Apologies if this question is not suited for this forum. The question extends beyond my knowledge of mathematics and programming, it is quite hard to get my head around it let alone put it in to words.
I am looking for a similar established problem from which I can construct an acceptable solution. The problem is as follows.
From a hands on perspective the problem appears similar to the traveling salesman problem, a set of interconnected nodes (network) with an associated quantifiable cost for moving from one to another. The major difference is the realization between any two paths potentially changes the cost of all subsequent steps, removes possible paths or in some cases removes nodes completely from the network.
I want to, in a reasonable amount of time, find a path or small collection of paths which is close to the best starting from any node, best being defined as the path which produces the lowest value from the equation [cost / total nodes travelled].

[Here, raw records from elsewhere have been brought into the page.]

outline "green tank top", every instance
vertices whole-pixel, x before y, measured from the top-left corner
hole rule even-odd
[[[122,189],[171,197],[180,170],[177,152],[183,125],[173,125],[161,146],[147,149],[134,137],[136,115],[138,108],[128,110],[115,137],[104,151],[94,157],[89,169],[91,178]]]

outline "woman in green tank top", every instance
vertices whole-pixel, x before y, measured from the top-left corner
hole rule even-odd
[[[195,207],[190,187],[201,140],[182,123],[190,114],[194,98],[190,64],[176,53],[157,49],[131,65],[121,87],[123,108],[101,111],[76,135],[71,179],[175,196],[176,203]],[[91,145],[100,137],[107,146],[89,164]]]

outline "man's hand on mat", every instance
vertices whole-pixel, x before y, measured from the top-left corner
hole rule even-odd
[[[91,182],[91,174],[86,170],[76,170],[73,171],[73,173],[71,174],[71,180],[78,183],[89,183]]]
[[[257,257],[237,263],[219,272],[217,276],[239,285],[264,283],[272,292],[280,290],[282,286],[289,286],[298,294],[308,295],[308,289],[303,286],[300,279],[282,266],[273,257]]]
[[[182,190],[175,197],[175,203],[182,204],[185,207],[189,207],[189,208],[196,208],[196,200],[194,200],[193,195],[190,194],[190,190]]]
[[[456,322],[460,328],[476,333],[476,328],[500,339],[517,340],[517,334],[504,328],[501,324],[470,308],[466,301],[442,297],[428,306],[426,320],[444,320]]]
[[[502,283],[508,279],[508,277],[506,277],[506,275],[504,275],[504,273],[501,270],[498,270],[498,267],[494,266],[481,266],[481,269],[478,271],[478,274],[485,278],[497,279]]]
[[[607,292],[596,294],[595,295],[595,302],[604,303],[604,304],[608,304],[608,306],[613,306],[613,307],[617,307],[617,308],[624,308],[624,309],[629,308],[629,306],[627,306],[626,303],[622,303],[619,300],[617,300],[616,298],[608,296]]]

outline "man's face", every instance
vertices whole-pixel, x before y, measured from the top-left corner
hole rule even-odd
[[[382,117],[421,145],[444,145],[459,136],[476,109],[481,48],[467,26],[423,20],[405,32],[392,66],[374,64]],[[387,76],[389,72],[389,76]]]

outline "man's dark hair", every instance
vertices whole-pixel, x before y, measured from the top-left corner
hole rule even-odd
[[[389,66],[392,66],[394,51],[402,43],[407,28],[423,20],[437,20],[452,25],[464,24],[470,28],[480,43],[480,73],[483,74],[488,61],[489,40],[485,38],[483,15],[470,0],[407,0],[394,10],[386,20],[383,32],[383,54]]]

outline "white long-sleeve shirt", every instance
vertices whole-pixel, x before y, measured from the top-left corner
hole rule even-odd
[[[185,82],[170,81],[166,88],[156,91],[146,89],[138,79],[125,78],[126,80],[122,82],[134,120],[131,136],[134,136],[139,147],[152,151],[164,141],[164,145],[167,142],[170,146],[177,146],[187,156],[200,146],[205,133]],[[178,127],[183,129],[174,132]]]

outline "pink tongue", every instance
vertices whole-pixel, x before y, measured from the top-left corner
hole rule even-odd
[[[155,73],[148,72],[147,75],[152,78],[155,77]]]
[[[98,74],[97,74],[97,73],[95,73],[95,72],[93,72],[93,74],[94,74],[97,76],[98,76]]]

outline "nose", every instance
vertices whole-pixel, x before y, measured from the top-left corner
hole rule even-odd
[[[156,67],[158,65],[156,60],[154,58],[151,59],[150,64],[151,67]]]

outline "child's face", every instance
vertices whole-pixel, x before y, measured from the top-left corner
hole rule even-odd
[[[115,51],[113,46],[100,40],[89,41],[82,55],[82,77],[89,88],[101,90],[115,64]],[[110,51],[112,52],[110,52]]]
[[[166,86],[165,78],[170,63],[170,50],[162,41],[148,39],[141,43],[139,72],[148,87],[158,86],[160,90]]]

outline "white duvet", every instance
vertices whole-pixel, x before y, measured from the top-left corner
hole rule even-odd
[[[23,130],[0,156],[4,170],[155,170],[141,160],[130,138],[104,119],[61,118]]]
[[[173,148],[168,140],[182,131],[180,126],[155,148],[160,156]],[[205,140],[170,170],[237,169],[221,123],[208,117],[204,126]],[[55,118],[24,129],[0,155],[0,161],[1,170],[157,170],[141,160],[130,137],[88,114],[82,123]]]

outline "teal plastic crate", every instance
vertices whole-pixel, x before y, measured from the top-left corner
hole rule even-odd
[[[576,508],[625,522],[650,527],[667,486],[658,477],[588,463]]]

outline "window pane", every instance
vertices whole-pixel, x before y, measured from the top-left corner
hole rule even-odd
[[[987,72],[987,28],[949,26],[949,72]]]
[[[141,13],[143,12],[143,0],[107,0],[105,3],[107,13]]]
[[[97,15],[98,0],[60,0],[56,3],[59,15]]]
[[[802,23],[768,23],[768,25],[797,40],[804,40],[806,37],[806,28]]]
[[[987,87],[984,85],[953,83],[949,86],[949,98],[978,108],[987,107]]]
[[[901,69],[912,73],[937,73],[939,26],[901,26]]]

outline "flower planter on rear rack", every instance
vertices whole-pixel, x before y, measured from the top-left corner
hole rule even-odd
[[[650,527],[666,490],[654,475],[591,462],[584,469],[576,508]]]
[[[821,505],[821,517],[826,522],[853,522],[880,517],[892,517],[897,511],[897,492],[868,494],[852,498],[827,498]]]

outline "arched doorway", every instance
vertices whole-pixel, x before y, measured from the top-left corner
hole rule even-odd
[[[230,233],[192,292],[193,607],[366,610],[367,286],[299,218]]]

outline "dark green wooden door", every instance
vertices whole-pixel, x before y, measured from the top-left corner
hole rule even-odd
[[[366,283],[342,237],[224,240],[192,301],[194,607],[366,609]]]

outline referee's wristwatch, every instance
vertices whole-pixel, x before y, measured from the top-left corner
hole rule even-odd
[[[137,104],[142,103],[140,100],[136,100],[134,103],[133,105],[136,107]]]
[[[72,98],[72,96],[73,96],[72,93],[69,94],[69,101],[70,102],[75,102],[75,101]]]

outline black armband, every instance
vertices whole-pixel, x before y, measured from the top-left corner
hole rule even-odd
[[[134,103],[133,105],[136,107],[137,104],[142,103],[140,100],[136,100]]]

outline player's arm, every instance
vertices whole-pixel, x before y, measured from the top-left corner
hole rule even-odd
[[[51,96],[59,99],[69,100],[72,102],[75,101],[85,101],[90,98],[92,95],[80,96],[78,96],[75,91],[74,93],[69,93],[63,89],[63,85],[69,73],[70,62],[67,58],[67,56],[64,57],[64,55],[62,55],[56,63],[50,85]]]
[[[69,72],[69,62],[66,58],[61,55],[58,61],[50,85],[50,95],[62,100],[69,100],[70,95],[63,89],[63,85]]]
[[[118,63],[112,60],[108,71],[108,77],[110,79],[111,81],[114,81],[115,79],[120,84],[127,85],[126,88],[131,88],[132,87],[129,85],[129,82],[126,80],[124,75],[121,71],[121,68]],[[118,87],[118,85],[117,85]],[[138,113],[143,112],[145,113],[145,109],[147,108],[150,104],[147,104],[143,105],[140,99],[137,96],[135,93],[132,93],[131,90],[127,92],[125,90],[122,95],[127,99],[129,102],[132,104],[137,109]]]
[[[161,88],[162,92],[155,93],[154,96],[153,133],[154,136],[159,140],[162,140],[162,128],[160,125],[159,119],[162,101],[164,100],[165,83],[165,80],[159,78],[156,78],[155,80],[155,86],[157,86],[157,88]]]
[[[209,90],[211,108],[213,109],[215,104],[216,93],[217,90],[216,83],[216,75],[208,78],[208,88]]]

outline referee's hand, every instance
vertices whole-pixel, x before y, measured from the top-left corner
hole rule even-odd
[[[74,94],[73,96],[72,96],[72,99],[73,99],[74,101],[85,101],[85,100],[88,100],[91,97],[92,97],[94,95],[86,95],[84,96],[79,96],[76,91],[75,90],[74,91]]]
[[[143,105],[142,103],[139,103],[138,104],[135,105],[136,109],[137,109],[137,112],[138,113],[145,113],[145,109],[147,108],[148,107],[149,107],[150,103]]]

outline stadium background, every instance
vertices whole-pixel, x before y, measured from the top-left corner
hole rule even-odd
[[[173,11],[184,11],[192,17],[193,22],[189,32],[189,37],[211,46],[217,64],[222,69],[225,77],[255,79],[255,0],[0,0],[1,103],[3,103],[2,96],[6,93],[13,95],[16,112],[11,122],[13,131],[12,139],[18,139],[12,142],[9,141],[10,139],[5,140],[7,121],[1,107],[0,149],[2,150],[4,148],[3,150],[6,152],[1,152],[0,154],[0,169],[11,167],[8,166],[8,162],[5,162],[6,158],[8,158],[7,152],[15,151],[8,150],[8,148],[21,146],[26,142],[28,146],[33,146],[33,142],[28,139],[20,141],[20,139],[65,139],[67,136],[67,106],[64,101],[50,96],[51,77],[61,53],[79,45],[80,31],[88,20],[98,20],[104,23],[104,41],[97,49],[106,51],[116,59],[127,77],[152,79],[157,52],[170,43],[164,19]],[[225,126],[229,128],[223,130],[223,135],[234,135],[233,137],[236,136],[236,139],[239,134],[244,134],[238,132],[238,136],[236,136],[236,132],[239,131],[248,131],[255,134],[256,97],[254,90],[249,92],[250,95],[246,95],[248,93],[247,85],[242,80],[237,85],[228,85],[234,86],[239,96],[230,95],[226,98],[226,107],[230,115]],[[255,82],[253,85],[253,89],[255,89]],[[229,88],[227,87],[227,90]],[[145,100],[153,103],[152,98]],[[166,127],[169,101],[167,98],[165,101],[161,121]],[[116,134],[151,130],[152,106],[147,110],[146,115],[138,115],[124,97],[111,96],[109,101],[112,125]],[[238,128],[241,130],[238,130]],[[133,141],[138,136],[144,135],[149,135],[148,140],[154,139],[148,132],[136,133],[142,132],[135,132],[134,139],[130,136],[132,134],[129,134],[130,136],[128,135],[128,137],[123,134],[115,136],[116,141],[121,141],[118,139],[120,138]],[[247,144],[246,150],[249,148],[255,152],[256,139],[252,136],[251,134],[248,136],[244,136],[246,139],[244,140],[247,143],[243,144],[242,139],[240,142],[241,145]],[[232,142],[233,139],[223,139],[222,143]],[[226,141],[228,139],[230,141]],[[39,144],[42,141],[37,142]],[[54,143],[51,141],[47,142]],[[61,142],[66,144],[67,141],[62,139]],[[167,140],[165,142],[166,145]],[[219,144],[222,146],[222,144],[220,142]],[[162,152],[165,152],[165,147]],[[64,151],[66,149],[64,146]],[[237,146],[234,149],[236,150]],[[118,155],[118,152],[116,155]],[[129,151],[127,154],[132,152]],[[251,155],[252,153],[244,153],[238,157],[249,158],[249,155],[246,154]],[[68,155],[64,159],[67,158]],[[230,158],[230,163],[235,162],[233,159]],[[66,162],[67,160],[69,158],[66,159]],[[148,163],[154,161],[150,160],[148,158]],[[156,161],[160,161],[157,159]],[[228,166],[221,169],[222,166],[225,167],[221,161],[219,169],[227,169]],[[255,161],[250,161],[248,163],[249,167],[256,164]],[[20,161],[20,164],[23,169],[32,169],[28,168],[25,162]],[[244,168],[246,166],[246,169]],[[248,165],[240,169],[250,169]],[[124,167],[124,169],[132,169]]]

The obvious answer would be to permutate over all paths however this is not realistic possible given the potential number of nodes and the nature of the networks.
For those wondering about the real world problem it goes as follows.
I have sets with a cardinality of 8, each item in the set has a value of 0-15. These sets are grouped in groups of 8. They have been grouped so that between all 8 sets a minimal amount of possible values 0-15 is used (typically the group of 8 sets will use between 6-8 of the possible 0-15 numbers with a few outliers each way).
Each of these groups has a transformation table which allows me to replace the real value in a set with a reference to the value, these transformation tables are 16 entries long.
This creates the opportunity to represent multiple sets with the same pattern of variance with a single set and allow the transformation tables to realize their real respective values.
[ 7, 7, 9, 9] [ 4, 4, 5, 5]
Becomes
[ 1, 1, 2, 2] with respective transformations (1=7, 2=9) (1=4, 2=5).
Of course as sets in a group get transformed they eat up entries in the transformation table reducing the ability for further transformations to occur. In the network problem the cost is associated with the number of additional entries I need to realize a transformation and the removal is when a transformation is no longer possible.
Additional factors to consider...
- if a value(s) in a both sets can be represented using an existing transformation entry (they need to correspond to the same entry in the table (7=value in set 1, 7=value in set 2) then the cost of those value(s) is free.
- entries in the transformation table that extend beyond the total individual numbers used in a group of sets can be used as wild cards (basically the transformation table can reference the same value multiple times as long as their remains enough entries to create at least one reference for all values).
- Each possible original value must be referenced in the transformation table at least once (obviously we need to be able to reference it to reproduce the original set).
I am aware computational complexity theory and the fact that I am seeking an approximation or heuristic solution. Ideally from my knowledge of the cost between nodes and knowledge of possible connections I would like to create a small subset of paths from which I can test and take the best.